Dr. Jason Karlawish, a co-director of the University of Pennsylvania’s Penn Memory Center, said the new label hews more closely to what he and other Alzheimer’s experts believe should have been written in the first place. But the abrupt revision of the label so soon after a widely criticized approval decision is concerning, he said.

“The revision of this label is yet another piece of evidence that should cause the American public to be concerned about how F.D.A. is practicing its regulatory science,” said Dr. Karlawish, who is a site investigator on Biogen-sponsored studies.

Mr.

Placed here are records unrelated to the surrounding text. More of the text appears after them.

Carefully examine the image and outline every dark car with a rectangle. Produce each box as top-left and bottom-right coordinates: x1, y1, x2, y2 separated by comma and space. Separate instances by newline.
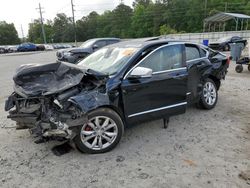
56, 38, 120, 63
5, 40, 229, 153
36, 44, 45, 51
209, 36, 247, 51
17, 42, 37, 52
0, 46, 8, 54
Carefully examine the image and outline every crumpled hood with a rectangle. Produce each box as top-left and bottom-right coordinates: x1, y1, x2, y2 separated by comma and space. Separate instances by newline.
13, 62, 87, 97
57, 47, 92, 53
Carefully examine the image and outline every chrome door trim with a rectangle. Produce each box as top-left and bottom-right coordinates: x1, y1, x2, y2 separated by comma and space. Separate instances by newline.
128, 102, 187, 118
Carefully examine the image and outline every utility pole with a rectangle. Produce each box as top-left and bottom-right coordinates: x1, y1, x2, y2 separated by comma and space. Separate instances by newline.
21, 24, 25, 42
204, 0, 207, 18
225, 2, 227, 12
37, 3, 47, 44
71, 0, 76, 46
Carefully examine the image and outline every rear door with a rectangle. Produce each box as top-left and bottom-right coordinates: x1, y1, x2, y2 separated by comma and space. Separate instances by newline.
122, 44, 187, 119
185, 44, 210, 102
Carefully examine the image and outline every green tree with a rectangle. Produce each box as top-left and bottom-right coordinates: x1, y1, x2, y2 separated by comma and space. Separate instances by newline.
110, 4, 133, 38
0, 21, 20, 45
52, 13, 74, 42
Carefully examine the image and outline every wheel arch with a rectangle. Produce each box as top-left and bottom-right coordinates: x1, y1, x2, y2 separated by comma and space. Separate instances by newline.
208, 74, 221, 90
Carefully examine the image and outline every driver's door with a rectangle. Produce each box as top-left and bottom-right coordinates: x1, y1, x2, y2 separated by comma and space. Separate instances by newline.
121, 44, 187, 120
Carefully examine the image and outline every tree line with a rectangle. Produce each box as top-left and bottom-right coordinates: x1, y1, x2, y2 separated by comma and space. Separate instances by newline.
1, 0, 250, 43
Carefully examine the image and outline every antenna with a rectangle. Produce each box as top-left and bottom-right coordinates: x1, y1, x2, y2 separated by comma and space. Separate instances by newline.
37, 3, 47, 44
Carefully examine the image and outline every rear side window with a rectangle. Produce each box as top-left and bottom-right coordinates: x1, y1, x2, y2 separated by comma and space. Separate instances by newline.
186, 46, 200, 61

Felberbaum of the F.D.A. said that because Alzheimer’s is a progressive illness, “some patients may benefit from ongoing treatment even if they progress from mild cognitive impairment or mild dementia to later stages of the disease during treatment with aducanumab,” referring to the scientific name of the drug.

But the agency’s new label makes it clear that such a decision would be made without any scientific evidence. “There are no safety or effectiveness data on initiating treatment at earlier or later stages of the disease than were studied,” the revised label says.

In Congress, two House committees last month announced an investigation into the drug’s approval and its price. Lawmakers including Senator Elizabeth Warren, Democrat of Massachusetts, Senator Bill Cassidy, Republican of Louisiana and Rep. Katie Porter, Democrat of California, have also called for scrutiny of the drug.

“This event only adds to the importance of having those congressional hearings to figure out what’s going on at F.D.A. and why they’re doing this,” Dr. Karlawish said.

The first patient to get the drug outside of a clinical trial, a 70-year-old Rhode Island man, received his first infusion three weeks ago at Butler Hospital. Biogen has not yet announced how many patients have received the drug so far, but its distribution is expected to be slow in the first months, because of challenges administering it.